Mount Gaoligong flying squirrel

Scientific classification
- Kingdom: Animalia
- Phylum: Chordata
- Class: Mammalia
- Infraclass: Placentalia
- Order: Rodentia
- Family: Sciuridae
- Genus: Biswamoyopterus
- Species: B. gaoligongensis
- Binomial name: Biswamoyopterus gaoligongensis Li et al., 2019

= Mount Gaoligong flying squirrel =

- Authority: Li et al., 2019

Species of rodent

The Mount Gaoligong flying squirrel (Biswamoyopterus gaoligongensis) is a species of large, arboreal flying squirrel endemic to highland forests in southwestern China.

It is the third known member of the highly elusive genus Biswamoyopterus. It was described from two specimens discovered in 2017 and 2018, in the vicinity of Mount Gaoligong in the western Yunnan Province.

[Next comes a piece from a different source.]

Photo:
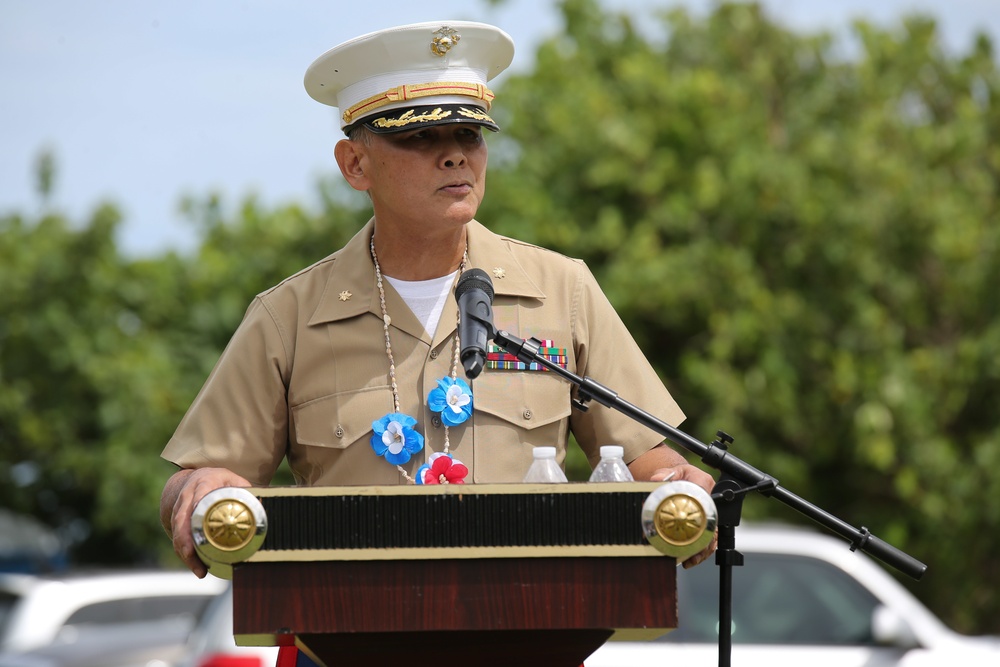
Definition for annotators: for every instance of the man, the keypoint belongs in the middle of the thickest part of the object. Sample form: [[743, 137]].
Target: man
[[350, 367]]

These specimens were distinct from the other two species in the genus in both coloration and skull shape, indicating that they belonged to a distinct species. This species has also been photographed at two different localities at the eastern and western slopes of Mount Gaoligong. A single specimen of the Mount Gaoligong flying squirrel had a head-and-body length of 44 cm, a tail length of 52 cm and a weight of 1.370 kg. Despite being distantly related, the Mount Gaoligong flying squirrel is easily confused with the more common Yunnan giant flying squirrel; they occur together at Mount Gaoligong.
Its natural habitat is evergreen broadleaf forest at an altitude of about 2000 m above sea level. Due to its restricted distribution and general rarity, it is threatened by human activities such as agriculture and poaching.